We are working to ensure that when participants return home, they have a full understanding of the tragedy of clerical sexual abuse and its profound effect on victims and take full responsibility to ensure the Church’s failures are not repeated. We want to equip the participants to do that by working to ensure that they understand the laws and processes that apply regarding the prevention of abuse and its cover-up and have the tools to implement them effectively.

Many believe that the unfinished business of recovery from the abuse scandals is accountability for bishops, not for personal acts of abuse, but for failing to respond adequately to allegations against others. Do you believe that the accountability question will be discussed at the summit?

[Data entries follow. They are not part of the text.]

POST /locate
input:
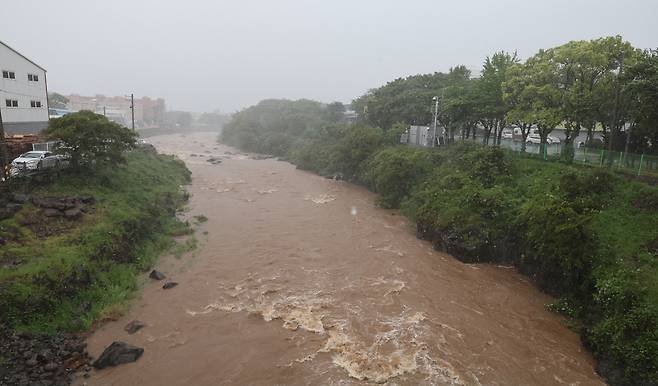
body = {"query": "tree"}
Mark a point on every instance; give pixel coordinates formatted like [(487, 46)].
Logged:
[(520, 111), (57, 101), (91, 139), (179, 118), (542, 96), (459, 108), (642, 83), (492, 108), (406, 100), (334, 112)]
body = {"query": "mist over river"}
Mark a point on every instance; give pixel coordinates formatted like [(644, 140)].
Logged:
[(302, 280)]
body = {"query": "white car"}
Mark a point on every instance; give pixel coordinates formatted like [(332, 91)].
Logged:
[(535, 139), (34, 160)]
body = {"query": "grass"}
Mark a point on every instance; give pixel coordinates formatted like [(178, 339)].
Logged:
[(72, 273)]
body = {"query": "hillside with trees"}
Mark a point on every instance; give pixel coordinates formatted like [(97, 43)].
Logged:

We will spend a full day of the meeting on accountability.

American Catholics are anxious for the Vatican to release what it knew and when it knew it regarding abuse accusations against ex-Cardinal Theodore McCarrick. Can you think of any legitimate reason why that information couldn’t be released?

My understanding is that the case regarding former Cardinal McCarrick is proceeding expeditiously.

When you look at a situation – I know the pastoral damage the McCarrick case has done in the U.S. – what’s the exit strategy from that? The smoking gun people want probably isn’t there. Absent that, how do we move on?

I believe that there will be a verdict on McCarrick soon…but I know that this is not enough for people.

In the wake of the McCarrick scandal and the release of the Pennsylvania Grand Jury Report, many dioceses in the U.S. and elsewhere are releasing the names of all priests credibly accused of sexual abuse. Do you think that’s good practice?

Increased transparency is key to efforts to combat clerical sexual abuse. We will spend a full day of the meeting focused on issues regarding transparency, and I look forward to our discussions on particular issues at that time.

In your view, could being more transparent about the abuse issue help mend the hurt Catholics feel after the scandals that have come to light over the past year, including the McCarrick case?

I think it can be an element. I believe you can only rebuild trust if consistently you work on whenever there is a mistake, whatever it is…you admit that, and you go public with this and you have all the measures in place to deal with it according to the standards you have. You need to consistently comply with that, and you learn also what this responsibility involves.

In the States you have very good advice provided by experts, whereas in some other parts of the world this is lacking. There you are by yourself with the means you have, and you have only this amount of time, this amount of energy and this amount of sleep that you need, and you have no experts around you can ask or brother bishops who have dealt with this because there are none. You are alone.

For me it would be a huge success if we got all people in this conference on board with this, that they understand what is at stake and what they need to do, and that we face this grave and urgent problem together.